I am sick, but getting healthy. I was in a state of extreme mental distress, my therapist calls it a crisis. My brain had already taken me to a zone where I was no longer making sound decisions. Everything I did was reactionary, I was in survival mode. I have made a career of surviving austere environments and situations, I teach people these skills. The Marine Corps trained me in a set of skills and unhealthy coping mechanisms as well. So forget alcohol for a minute, I was already compromised. I was hanging by a thread and I had at least a few cues in the days prior, but I brushed them off. My ability to make rational decisions and behave in a reasonable manner was highly compromised.

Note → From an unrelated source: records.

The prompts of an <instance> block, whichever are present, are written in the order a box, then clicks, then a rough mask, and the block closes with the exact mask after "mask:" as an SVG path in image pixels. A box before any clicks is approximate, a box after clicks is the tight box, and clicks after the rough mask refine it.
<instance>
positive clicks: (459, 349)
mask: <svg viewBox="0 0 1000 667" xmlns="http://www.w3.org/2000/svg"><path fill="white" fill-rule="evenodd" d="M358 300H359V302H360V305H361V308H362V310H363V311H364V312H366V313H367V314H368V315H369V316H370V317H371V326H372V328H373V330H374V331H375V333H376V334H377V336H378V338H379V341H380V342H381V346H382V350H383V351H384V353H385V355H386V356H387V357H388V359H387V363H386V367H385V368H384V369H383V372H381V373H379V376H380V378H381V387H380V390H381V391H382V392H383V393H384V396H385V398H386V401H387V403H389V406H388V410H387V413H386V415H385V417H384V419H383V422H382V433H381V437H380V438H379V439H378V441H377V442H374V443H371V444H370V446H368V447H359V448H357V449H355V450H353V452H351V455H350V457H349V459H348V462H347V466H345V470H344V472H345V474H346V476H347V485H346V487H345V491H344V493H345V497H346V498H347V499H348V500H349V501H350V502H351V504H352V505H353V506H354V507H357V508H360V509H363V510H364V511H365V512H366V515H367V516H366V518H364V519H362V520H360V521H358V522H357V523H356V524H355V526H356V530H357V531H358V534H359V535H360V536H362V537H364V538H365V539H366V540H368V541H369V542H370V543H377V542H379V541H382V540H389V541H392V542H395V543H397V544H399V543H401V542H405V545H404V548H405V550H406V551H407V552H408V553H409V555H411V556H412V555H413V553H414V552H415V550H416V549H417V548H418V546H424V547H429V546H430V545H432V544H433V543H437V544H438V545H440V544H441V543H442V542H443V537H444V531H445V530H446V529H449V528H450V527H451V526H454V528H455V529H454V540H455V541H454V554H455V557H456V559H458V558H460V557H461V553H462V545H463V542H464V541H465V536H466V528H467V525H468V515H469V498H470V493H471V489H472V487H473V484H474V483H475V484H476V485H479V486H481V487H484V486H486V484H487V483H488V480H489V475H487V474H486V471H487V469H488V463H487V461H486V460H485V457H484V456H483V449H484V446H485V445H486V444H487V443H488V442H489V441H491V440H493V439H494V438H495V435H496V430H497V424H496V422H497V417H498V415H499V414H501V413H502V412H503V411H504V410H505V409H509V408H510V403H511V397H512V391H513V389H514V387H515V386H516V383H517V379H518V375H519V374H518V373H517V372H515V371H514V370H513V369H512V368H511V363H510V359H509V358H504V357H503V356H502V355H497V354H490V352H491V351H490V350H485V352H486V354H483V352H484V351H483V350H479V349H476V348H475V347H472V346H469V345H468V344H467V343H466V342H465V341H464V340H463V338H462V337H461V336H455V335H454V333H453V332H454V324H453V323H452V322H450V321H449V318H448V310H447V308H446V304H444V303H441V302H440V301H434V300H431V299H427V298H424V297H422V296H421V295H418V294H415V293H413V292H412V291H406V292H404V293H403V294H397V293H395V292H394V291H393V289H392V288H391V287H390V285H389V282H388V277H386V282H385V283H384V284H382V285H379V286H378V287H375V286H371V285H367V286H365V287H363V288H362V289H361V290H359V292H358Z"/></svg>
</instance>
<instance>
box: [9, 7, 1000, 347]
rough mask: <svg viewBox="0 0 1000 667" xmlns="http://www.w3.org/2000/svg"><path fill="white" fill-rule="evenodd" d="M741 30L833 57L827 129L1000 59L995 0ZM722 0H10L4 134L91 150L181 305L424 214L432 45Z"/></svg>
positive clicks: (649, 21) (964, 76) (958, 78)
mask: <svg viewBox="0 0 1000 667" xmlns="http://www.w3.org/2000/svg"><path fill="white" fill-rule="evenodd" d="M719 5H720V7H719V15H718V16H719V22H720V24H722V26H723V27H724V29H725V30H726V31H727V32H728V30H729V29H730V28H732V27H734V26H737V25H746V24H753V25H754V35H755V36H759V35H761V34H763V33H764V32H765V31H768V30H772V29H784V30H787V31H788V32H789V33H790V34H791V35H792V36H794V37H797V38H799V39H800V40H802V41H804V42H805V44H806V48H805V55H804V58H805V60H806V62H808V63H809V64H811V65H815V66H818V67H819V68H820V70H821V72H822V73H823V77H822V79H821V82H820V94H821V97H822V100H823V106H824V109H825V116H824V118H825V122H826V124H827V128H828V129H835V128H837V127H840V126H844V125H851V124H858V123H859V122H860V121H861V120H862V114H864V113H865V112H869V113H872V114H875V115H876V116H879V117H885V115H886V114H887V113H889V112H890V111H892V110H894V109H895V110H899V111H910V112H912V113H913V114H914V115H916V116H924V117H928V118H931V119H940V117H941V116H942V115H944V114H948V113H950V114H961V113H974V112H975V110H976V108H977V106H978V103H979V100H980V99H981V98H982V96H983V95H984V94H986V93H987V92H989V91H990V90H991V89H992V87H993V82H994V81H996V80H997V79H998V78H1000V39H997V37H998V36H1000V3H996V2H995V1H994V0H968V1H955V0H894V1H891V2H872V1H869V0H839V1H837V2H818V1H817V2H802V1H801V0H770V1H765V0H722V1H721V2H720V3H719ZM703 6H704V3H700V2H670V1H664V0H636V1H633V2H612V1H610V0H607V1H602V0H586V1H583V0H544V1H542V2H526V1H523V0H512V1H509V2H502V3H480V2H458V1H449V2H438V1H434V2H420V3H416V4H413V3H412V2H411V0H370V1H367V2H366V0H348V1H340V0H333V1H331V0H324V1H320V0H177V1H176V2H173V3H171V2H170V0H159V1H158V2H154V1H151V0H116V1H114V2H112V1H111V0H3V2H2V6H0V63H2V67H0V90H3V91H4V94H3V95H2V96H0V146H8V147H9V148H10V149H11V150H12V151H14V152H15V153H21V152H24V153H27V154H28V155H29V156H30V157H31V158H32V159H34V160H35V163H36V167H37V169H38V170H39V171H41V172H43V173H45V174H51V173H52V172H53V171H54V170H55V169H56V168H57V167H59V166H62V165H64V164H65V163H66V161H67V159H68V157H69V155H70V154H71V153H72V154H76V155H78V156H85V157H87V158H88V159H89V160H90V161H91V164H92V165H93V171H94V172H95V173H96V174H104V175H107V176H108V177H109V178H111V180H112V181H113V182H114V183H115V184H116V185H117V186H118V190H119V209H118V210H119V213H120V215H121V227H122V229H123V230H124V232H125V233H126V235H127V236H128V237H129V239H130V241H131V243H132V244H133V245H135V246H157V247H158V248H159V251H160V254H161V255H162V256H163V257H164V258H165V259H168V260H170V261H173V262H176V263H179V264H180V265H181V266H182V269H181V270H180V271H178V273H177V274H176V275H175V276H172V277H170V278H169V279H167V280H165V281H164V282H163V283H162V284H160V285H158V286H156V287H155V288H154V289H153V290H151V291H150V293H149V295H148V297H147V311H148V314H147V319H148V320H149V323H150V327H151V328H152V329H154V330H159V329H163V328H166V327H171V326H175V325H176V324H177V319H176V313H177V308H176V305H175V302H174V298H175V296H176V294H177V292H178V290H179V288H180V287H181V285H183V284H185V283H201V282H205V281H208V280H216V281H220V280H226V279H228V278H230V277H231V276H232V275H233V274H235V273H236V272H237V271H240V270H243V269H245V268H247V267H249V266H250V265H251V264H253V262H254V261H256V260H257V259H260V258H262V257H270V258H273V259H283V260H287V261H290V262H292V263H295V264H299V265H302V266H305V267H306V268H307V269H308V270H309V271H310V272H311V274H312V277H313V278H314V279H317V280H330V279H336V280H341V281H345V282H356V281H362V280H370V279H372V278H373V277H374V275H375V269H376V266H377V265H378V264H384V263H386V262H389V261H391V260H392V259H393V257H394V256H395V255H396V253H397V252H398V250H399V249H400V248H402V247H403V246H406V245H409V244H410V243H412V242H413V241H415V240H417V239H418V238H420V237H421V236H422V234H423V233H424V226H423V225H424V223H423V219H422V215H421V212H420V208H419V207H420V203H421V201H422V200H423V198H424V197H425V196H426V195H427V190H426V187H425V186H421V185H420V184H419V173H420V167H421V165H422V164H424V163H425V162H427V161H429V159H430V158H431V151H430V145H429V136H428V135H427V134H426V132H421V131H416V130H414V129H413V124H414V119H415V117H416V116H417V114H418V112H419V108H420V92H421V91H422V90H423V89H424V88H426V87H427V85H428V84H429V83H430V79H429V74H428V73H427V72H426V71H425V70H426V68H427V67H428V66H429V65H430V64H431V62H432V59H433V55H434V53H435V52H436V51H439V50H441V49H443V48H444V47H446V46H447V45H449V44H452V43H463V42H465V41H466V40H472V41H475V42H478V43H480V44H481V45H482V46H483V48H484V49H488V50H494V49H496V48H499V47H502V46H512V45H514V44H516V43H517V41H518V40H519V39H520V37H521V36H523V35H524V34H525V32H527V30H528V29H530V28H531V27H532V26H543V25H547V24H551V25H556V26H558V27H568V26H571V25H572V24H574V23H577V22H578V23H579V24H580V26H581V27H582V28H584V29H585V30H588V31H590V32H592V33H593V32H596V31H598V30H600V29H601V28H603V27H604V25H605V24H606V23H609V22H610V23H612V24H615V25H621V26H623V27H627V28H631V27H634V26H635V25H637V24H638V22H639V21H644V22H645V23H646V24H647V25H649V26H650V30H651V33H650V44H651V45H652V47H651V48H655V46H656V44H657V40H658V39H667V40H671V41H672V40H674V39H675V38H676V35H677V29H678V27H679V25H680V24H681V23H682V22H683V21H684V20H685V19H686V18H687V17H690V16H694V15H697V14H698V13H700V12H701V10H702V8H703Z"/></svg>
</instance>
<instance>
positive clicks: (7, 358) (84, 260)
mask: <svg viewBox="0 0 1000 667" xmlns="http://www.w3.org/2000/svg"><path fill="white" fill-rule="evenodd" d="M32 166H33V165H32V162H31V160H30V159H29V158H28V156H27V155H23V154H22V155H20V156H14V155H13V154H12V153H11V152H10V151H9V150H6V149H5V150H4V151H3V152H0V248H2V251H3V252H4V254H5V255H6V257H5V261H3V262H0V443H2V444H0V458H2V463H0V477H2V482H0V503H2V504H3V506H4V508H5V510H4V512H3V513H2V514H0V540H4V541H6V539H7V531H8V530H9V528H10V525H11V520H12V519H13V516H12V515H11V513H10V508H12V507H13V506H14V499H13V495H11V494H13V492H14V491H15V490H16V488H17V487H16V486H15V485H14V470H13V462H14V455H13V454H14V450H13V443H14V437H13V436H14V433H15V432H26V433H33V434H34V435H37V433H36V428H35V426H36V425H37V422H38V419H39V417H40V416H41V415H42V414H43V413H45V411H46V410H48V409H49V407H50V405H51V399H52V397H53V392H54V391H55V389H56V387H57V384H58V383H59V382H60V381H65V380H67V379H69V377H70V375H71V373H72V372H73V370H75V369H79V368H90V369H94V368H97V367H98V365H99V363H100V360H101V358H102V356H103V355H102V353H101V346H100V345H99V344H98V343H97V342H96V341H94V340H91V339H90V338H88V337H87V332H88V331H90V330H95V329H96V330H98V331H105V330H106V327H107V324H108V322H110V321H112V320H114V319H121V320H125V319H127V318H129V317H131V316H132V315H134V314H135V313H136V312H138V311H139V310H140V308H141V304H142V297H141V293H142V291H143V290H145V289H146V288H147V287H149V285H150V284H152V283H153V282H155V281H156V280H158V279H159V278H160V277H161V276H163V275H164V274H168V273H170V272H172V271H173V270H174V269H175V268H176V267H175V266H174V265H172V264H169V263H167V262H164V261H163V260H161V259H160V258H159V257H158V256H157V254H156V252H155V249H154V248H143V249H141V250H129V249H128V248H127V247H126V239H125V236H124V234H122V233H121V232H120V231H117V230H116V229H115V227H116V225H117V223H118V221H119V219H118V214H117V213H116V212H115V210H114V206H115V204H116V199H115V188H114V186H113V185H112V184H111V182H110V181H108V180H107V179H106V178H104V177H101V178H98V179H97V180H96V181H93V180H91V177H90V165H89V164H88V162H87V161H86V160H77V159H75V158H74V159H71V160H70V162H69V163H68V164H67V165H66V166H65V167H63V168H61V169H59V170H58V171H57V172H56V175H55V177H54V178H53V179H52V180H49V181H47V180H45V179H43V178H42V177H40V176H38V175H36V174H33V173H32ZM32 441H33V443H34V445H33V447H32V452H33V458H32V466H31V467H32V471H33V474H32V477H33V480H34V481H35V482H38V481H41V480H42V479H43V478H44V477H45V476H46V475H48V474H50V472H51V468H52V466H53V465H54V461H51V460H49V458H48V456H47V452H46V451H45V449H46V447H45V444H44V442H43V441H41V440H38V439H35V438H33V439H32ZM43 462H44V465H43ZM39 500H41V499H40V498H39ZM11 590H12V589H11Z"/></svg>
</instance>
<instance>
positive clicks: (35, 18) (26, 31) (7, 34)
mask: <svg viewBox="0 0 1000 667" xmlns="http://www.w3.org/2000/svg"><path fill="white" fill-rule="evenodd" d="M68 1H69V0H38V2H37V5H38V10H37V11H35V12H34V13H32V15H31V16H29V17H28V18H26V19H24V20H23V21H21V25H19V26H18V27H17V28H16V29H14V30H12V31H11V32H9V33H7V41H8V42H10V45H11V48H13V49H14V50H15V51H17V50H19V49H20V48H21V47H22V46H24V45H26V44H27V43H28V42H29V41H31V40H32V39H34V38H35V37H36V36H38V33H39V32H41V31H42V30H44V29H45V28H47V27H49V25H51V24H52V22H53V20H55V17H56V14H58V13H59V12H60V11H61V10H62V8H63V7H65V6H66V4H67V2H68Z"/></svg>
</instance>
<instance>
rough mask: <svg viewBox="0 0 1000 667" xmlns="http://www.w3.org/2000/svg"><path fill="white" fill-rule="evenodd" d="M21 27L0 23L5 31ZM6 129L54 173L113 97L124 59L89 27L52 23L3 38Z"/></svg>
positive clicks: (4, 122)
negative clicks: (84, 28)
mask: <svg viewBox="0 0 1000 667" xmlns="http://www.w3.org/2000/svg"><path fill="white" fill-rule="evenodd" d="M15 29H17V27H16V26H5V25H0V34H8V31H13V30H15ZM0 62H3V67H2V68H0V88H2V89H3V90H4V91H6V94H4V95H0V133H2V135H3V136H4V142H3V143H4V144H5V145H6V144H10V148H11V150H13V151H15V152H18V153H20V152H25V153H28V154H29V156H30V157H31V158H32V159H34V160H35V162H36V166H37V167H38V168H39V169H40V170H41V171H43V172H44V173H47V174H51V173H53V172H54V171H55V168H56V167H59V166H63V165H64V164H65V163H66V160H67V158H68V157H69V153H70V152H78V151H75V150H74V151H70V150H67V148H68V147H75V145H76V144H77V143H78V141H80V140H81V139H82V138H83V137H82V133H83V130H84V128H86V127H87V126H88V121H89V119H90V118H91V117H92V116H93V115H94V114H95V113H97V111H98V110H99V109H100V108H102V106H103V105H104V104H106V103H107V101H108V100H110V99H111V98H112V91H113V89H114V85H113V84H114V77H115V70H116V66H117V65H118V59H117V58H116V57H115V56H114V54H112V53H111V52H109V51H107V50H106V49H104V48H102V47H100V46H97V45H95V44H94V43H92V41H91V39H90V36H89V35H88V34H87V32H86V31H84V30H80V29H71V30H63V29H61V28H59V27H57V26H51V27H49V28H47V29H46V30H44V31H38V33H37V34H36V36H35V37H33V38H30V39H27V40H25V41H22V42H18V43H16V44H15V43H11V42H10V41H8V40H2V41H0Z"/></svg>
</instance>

Add alcohol and the fuse was lit. Once the trigger occurred, I was on a path I couldn’t stop or control, that was no longer me acting out, I was no longer a thinking, loving, reasonable human. I was an animal, controlled by the most primitive parts of my brain, the parts who saw everything as a threat to survival, the part that was falling back on years of previous experience, except I had no previous experience, I had never been here, it had never been this bad and so I just reacted.
And it scares me. Scares me so much that quitting drinking has been easy, all I have to do is think about the sorrow in my gut and any thought of ever picking up alcohol again is immediately gone. As I’ve said before, being and staying sober is the easy part of this and I am starting to enjoy having clear thoughts and vision again. The struggle of sobriety is emotion. For the first time in my memory, I am feeling and experiencing emotions I have kept bottled up and suppressed. It’s good and bad. The highs (memories of good times with my partner, some walks in the woods with the pup) are better than ever, and the lows are as awful as anything I have ever felt.
I realize the blackout is a double whammy, both the alcohol and trauma have made sure my brain never wrote these experiences into my hard drive. No amount of therapy will change that. It scares me too. To think about how much worse this could’ve gotten makes me physically ill. It is the second motivator. I know how I have been trained, I know what I’m capable of and I know that I cannot ever allow myself to get to this place again.
EMDR and some other memory reprogramming has been helping. Having professional help to both understand and change the trauma response has been an absolute life changer. I stopped carrying knives and guns everywhere I went, I sat in a restaurant with my back to the door, at ease and calm for the first time in years. I can speak openly about previous trauma without shaking and sweating. I will continue this path on some level for as long as I need, maybe forever if that’s what is required. I won’t tell anyone what to do, but if you have suffered a traumatic event or events in your life, I cannot recommend this path enough. I am exploring some other, less traditional modalities as well and will speak about them when and if I have some first person knowledge.
HEALING
I’m no expert. But I’ve learned a lot. I’m healing everyday and I know I have miles to go. I also know that open, honest and safe communication are an incredibly powerful tool. There are at least two sides, two experiences in every human interaction, and even though one side or one reaction may be severe or unwarranted, often both sides contributed to the event. I hope to have those conversations one day, because I believe they would help all sides heal.
Check on your friends, don’t offer them advice or hollow encouragement. Just let them have a place to share their pain without judgement or interjecting yourself or your experiences. Let them hurt. Let them process. And don’t be afraid to just give them a hug.